Dorothy remembered the rocking motion she had felt during the night. She leaned over the porch rail to peer into the tight, dark space between two giant carrots where they disappeared beneath the porch.
"Uncle Henry," said Dorothy, "I think the carrots squeezed upward as well as outward when they grew. I think the house has been raised from the ground."
Billina poked her head between the rail supports and turned to stare down between the giant carrots. "Mighty black down there," she said.
Uncle Henry went into the house and came out with a broom. He held the head of the broom and lowered the handle between the carrots. It met no resistance. He walked to the end of the porch and looked around the corner of the house.
Dorothy peered around her uncle. Instead of the barn, she saw a mass of splintered wood that littered the knobby surface of a gigantic squash.
Uncle Henry set the broom down and leaned gently against the house, staring at the blue-painted boards of the porch.

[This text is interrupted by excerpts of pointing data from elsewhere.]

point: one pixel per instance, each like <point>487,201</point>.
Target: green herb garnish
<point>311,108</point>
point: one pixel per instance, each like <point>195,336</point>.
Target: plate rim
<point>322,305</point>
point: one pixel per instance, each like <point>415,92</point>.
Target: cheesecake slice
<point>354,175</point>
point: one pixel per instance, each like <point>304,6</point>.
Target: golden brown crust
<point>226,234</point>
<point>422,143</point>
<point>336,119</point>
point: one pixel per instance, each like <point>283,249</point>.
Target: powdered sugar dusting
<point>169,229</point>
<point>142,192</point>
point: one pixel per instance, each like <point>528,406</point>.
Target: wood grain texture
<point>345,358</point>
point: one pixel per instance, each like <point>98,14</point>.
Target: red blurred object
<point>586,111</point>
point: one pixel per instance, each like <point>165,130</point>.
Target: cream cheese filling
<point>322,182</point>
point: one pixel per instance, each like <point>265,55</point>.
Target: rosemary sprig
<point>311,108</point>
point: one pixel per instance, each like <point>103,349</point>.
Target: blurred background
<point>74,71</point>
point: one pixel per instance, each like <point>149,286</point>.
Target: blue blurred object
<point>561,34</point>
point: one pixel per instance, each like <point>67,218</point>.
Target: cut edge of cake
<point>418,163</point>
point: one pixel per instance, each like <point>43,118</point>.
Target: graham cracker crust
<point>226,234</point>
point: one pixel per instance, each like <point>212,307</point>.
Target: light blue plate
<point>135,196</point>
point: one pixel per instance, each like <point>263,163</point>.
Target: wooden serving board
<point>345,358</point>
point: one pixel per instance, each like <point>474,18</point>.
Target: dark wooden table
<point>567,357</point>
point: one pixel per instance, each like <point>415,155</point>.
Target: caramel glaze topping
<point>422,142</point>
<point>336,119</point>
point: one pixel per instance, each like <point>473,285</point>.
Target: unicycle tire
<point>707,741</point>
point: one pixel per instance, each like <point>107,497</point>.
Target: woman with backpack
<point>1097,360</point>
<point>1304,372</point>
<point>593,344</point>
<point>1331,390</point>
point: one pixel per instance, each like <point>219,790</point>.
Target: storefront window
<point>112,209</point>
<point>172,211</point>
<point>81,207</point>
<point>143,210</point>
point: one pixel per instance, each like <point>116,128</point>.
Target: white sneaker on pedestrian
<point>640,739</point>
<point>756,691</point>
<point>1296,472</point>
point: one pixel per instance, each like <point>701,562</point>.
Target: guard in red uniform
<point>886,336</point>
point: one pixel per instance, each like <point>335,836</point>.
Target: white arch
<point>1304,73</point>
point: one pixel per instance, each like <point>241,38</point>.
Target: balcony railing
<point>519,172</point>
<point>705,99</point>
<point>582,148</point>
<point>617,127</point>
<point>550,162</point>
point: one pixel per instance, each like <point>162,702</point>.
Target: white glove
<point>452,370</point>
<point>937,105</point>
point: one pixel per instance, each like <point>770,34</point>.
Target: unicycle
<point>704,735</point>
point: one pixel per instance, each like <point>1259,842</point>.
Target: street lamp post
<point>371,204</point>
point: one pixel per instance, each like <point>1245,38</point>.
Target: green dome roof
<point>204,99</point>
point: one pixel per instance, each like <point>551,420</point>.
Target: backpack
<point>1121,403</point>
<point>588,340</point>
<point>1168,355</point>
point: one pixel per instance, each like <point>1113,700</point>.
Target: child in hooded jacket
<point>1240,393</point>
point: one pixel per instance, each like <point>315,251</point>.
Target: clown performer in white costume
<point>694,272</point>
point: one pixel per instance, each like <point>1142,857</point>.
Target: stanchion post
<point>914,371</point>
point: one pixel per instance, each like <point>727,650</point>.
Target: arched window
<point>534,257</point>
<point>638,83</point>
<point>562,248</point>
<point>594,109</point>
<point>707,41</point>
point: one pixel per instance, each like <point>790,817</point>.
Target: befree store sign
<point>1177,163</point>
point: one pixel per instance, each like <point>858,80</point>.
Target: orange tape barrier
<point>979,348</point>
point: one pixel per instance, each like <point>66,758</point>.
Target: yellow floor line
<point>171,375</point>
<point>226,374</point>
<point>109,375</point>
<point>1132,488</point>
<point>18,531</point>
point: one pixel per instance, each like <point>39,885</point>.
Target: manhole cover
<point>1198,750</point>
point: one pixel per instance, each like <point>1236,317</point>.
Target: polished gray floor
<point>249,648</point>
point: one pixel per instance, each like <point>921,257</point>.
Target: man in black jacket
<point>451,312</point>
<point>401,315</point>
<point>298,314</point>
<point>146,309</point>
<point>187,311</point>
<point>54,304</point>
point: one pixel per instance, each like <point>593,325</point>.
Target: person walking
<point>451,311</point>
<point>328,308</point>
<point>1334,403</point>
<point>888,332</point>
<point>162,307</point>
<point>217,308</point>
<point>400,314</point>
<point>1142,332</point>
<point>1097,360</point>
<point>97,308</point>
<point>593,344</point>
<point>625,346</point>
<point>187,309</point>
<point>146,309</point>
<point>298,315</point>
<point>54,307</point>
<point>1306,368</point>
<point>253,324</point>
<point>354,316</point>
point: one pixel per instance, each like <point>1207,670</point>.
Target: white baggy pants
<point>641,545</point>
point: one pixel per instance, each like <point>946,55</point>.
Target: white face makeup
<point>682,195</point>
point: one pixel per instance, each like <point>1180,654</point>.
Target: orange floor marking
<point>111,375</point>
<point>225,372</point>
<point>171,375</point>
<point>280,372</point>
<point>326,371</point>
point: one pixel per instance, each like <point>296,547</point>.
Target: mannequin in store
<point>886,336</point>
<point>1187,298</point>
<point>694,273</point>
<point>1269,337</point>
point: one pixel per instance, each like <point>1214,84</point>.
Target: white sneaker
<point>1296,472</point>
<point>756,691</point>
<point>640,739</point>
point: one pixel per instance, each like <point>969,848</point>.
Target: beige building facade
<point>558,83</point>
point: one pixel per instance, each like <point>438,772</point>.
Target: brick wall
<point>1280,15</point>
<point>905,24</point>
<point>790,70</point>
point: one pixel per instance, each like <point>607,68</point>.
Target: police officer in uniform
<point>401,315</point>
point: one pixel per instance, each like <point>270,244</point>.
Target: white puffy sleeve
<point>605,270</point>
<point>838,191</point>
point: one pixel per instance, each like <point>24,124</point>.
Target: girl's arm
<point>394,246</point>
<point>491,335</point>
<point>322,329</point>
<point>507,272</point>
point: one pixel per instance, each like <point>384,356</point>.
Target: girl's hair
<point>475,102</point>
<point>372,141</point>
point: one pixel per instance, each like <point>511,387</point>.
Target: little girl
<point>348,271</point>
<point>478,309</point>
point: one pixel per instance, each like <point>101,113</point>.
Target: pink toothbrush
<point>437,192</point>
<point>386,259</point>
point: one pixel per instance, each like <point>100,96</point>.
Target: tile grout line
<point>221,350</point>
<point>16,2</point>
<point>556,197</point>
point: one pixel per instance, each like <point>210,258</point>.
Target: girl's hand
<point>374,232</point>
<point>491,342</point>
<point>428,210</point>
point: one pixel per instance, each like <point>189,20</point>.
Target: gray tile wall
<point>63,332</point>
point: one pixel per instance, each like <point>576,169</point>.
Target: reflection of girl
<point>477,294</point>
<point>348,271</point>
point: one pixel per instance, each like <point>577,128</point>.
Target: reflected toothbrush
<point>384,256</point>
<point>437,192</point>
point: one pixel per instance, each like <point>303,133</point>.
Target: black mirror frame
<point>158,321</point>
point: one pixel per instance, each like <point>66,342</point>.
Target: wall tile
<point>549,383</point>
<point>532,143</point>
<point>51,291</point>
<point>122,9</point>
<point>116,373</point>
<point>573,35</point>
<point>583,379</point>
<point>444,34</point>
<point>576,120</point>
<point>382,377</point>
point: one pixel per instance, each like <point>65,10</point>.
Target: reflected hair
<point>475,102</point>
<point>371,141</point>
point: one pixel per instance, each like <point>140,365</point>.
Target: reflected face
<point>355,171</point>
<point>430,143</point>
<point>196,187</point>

He almost seemed to be splintering, just as surely as the barn had. "Maybe," he said, "maybe I'm just not cut out to be a farmer."
Aunt Em touched his sagging shoulder. "Henry..." she murmured. He did not look up.
Aunt Em turned to Dorothy. The sparkle in her aunt's eyes was gone. The old grayness that Dorothy hadn't seen for years rested there.
Dorothy realized as if for the first time that she had no memory of her real parents; there had always been only Aunt Em and Uncle Henry. She had loved them all her life. Now they needed help.
Dorothy looked at the giant garden that filled the valley. "This is magic," she said. "We need help from someone who understands it--the Wizard or maybe Glinda the Good. They could get rid of these vegetables, I'm sure, and make the farm as good as new."
"How can we reach them?" said Aunt Em.
"We could climb over the vegetables until we reach the end," said Dorothy.
"Not me," said Aunt Em. "I don't climb."
Uncle Henry's voice was tiny, as if an envelope of air surrounded him through which sound barely car-ried. "Climbing over these giant vegetables won't be so easy for someone who can't run a farm without a lot of magical help. And what if they begin growing again?"
"I'll go for help," said Billina. "I'm small enough to push through this jungle and if there are any gaps or other obstacles I'll just fly over."
Dorothy eyed Billina skeptically. "A hen--fly?"
"Well, I could flutter," said Billina, drawing herself to her full height. "I'm a champion flatterer. I'll cross this valley, head straight for the Emerald City, and alert the Wizard as soon as I arrive."
Dorothy shook her head. "You're too slow, Billina. We don't know why the garden grew like this and we don't know what else might happen--maybe something worse. We need help now. And we can't wait until Ozma thinks to look at us in the Magic Picture, or Glinda reads about us in her magic Book of Records."
Dorothy looked up at Aunt Em. "I can travel the quickest," she said, "and I'll bring help as fast as I can.”
"I'm coming with you," said Billina. "I won't let you make such a journey alone."
"I can't stop you, Billina," said Dorothy. "But I'm not sure you'll be able to keep up."
Toto rubbed his shaggy body against Dorothy's legs and whined.
"All right, Toto, you can come, too," she said, shaking her head and smiling.
She looked at her aunt and uncle uncertainly.
"Henry and I will be fine as long as we're together," said Aunt Em.
"Well, I mustn't waste any time," Dorothy said.